Checking a Box

Below are the categories from the 1900 Census question asking about race and identity

  • White
  • Black
  • Chinese
  • Japanese
  • American Indian

Would you have been properly represented by these choices? The U.S. Census data has been collected since 1790. We know that race is a cultural and social construct because these categories on the census are constantly changing to represent the change in the way the U.S. government views the diversity of people in this country.

If you can convince the lowest white man he's better than the best colored man, he won't notice you're picking his pocket. Give him somebody to look down on, and he'll empty his pockets for you.

- Former President Lyndon B. Johnson


Social/Cultural Classifications

Social, or Cultural, Classifications is the process of grouping individuals based on different characteristics such as skin color, gender, and class. These groupings have historically served the purpose of creating hierarchies based on attributes that are out of a person’s control. This can still be observed to this day. The goal of social classifications, especially in the context of race, is to keep one group of people in power and in control.

MYTH:

Race is a scientific classification just like genus and species.

REALITY:

Race is not a scientifically valid form of classifying humans beyond Homo sapiens. The “one-drop rule” was a principle that stated a person with any Black ancestry, or had “one drop of Black blood”, was considered Black and was used to further discriminatory practices. This goes against the ideas used prior to the Civil War that stated people with less than one-quarter or one-eighth African ancestry were legally considered white. The definition of race has changed constantly to maintain and benefit the people in power.

Race was invented as a tool to keep some people in a position of power over others.

Social Classifications in the United States

In the early years of the United States, cheap labor was needed for the plantation economies to function. Creating racial groups based on skin color was an effective way of organizing plantation labor, and creating an economically and socially stratified system until the Civil War. This happened first in the agricultural sector, and then in the growing industrial sectors. An example of this was the kidnapping and enslavement of people from Western Africa to perform back-breaking agricultural labor. Another example is the 15,000+ Chinese, Irish, and Mormon immigrants who worked on the transcontinental railroads were paid much less than White workers for the same job. 

The concept and creation of race in the U.S. helped mask the extensive class stratification and structural inequality in the American economic system. Race has been used to exploit and divide the labor force, as well as to hide inequality based on class, national origin, gender, and religion.

This race-based system of social classification became a way of maintaining the political, economic, and social dominance of elite and mainly White, Protestant groups. The dominant elite has wanted to maintain this racial stratification in an age of shifting demographics. This has changed the definition of “whiteness” over time.

The initial definition of “White” was mostly established by Anglo-Saxon colonists during the 17th and 18th centuries. They decided people who did not share the same looks, language, or religion as them were inferior. This meant that even people who would be considered White today, like the Irish or Italian, did not share the same social classifications as they do today. 

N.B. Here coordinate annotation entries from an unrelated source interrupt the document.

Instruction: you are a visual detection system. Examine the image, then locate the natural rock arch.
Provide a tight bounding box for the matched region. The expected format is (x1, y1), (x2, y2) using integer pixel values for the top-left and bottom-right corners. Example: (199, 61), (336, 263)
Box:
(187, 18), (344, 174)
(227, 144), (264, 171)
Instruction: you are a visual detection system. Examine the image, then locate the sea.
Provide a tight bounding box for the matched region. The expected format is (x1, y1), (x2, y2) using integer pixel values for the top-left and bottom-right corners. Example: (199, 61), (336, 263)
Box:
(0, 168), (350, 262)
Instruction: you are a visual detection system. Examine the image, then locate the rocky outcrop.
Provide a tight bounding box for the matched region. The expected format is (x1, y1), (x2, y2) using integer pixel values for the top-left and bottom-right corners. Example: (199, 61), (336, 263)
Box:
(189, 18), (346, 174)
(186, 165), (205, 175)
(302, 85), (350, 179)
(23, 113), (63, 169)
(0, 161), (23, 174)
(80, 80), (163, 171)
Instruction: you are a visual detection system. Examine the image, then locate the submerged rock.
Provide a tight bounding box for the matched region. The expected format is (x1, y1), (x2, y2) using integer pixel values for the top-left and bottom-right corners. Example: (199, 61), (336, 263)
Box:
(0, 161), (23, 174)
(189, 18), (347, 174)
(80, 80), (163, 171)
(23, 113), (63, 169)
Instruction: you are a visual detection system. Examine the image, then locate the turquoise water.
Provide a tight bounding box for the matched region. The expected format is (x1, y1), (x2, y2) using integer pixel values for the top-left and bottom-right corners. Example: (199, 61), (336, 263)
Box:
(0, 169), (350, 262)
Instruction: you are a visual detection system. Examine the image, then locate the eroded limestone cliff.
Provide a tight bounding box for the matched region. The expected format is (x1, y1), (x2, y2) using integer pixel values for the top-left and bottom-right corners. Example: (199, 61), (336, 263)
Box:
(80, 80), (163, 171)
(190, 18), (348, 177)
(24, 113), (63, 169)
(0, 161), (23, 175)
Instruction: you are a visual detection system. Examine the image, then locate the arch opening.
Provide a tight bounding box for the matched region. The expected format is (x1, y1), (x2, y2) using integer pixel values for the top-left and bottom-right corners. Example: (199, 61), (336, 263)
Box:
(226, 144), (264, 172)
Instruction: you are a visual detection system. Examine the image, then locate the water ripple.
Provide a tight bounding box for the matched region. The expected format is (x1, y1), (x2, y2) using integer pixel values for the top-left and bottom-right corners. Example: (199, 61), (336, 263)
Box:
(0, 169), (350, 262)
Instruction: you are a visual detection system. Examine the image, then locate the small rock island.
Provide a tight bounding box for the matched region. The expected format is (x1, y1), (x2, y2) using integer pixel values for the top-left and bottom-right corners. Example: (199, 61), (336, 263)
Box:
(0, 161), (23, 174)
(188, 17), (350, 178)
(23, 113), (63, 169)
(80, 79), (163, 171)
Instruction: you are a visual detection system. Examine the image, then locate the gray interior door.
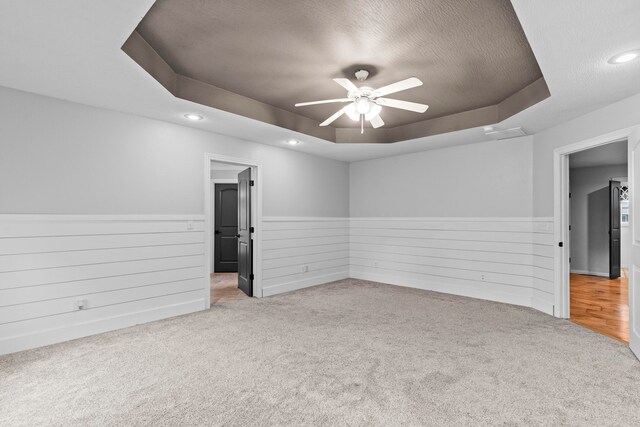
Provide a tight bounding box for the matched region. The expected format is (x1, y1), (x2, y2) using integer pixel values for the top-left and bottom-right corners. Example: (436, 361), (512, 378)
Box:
(609, 181), (621, 279)
(213, 184), (238, 273)
(237, 168), (253, 296)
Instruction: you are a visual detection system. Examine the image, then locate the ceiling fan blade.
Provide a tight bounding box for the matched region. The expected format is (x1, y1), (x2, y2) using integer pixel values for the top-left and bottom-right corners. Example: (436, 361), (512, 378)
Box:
(376, 98), (429, 113)
(333, 78), (358, 92)
(296, 98), (351, 107)
(374, 77), (422, 96)
(369, 114), (384, 128)
(320, 108), (344, 126)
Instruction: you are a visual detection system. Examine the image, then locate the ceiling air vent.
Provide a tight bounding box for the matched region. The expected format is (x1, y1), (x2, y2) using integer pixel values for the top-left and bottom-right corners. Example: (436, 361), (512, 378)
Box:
(484, 127), (527, 139)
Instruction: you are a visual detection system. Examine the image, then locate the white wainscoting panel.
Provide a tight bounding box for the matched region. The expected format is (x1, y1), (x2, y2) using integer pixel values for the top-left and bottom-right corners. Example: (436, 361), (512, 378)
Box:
(262, 217), (349, 297)
(0, 215), (205, 354)
(349, 218), (553, 314)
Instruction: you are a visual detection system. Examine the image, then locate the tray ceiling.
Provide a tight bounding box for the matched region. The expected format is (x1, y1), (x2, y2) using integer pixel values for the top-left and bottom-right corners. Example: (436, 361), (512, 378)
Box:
(123, 0), (549, 142)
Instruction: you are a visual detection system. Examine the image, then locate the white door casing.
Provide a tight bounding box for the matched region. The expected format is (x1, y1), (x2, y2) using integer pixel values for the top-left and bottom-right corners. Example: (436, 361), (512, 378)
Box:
(628, 128), (640, 359)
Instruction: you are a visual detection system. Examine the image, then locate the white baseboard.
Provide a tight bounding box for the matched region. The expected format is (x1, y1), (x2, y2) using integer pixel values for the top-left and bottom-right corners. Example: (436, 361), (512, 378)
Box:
(0, 298), (204, 355)
(531, 297), (555, 316)
(349, 267), (532, 307)
(571, 270), (609, 278)
(262, 270), (349, 297)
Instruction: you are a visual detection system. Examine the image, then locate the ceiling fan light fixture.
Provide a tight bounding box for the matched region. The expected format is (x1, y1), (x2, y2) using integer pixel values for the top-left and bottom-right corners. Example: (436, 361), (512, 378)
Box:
(356, 98), (371, 114)
(364, 104), (382, 121)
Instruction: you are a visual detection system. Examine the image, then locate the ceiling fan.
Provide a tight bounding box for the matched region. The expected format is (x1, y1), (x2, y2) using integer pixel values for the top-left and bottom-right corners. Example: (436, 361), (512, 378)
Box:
(296, 70), (429, 133)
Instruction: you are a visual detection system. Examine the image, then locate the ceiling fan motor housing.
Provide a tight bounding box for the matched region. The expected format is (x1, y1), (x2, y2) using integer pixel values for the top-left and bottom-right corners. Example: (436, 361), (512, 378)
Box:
(356, 70), (369, 82)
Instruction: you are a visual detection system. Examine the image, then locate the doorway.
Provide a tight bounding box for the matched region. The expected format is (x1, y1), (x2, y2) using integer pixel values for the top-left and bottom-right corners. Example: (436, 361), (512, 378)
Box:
(205, 154), (262, 307)
(564, 139), (631, 343)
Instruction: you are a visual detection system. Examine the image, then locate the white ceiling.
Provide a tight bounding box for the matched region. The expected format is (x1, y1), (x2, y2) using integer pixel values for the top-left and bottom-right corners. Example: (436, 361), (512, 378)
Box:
(569, 139), (628, 169)
(0, 0), (640, 161)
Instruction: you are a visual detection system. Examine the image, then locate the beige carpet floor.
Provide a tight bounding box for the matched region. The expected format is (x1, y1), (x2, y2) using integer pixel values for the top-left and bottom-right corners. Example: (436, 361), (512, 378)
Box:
(0, 280), (640, 426)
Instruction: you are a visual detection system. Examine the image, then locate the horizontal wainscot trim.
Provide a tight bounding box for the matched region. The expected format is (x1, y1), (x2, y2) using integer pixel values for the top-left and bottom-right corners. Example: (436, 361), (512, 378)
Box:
(0, 215), (206, 354)
(262, 217), (349, 297)
(349, 217), (553, 314)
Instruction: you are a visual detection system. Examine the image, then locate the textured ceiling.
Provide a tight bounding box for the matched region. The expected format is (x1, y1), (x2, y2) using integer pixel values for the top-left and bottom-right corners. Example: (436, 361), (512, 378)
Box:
(0, 0), (640, 162)
(128, 0), (542, 141)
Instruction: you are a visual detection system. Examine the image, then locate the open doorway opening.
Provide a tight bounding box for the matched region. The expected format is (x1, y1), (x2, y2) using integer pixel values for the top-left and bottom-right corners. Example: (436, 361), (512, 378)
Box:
(566, 140), (631, 343)
(205, 154), (261, 307)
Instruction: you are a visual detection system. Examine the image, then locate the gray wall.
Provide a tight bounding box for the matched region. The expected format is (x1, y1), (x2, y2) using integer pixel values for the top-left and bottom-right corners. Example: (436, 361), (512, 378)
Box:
(532, 89), (640, 217)
(0, 88), (349, 217)
(569, 164), (627, 275)
(349, 137), (532, 217)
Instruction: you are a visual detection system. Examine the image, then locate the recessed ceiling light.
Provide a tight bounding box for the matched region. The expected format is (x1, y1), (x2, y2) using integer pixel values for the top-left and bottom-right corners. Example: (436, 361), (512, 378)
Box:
(609, 49), (640, 64)
(184, 113), (204, 122)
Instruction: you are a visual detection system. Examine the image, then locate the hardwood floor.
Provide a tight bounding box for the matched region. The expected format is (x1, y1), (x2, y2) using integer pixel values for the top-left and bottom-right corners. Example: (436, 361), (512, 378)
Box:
(211, 273), (249, 305)
(569, 272), (629, 344)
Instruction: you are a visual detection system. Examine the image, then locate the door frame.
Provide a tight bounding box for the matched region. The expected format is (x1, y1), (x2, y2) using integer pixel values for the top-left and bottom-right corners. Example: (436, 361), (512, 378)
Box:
(209, 178), (238, 274)
(553, 126), (638, 319)
(203, 153), (262, 310)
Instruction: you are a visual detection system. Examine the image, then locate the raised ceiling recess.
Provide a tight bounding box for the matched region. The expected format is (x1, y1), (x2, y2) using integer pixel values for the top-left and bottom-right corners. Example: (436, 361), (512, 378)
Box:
(122, 0), (549, 143)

Racial classifications have significant social, economic, political, legal, and other consequences. There is data to show that just by being Black or Latino, you will make less money than the average White person. Research shows that in some cases, people do not get jobs based on the sound of their voices, or even names. Denying housing due to a person’s race is outlawed but there is still Racial Steering, or the urging of ethnic groups to live in places based on their identity. While race is not real, it does have real impacts on people’s lives because of a system that was designed to maintain a social hierarchy.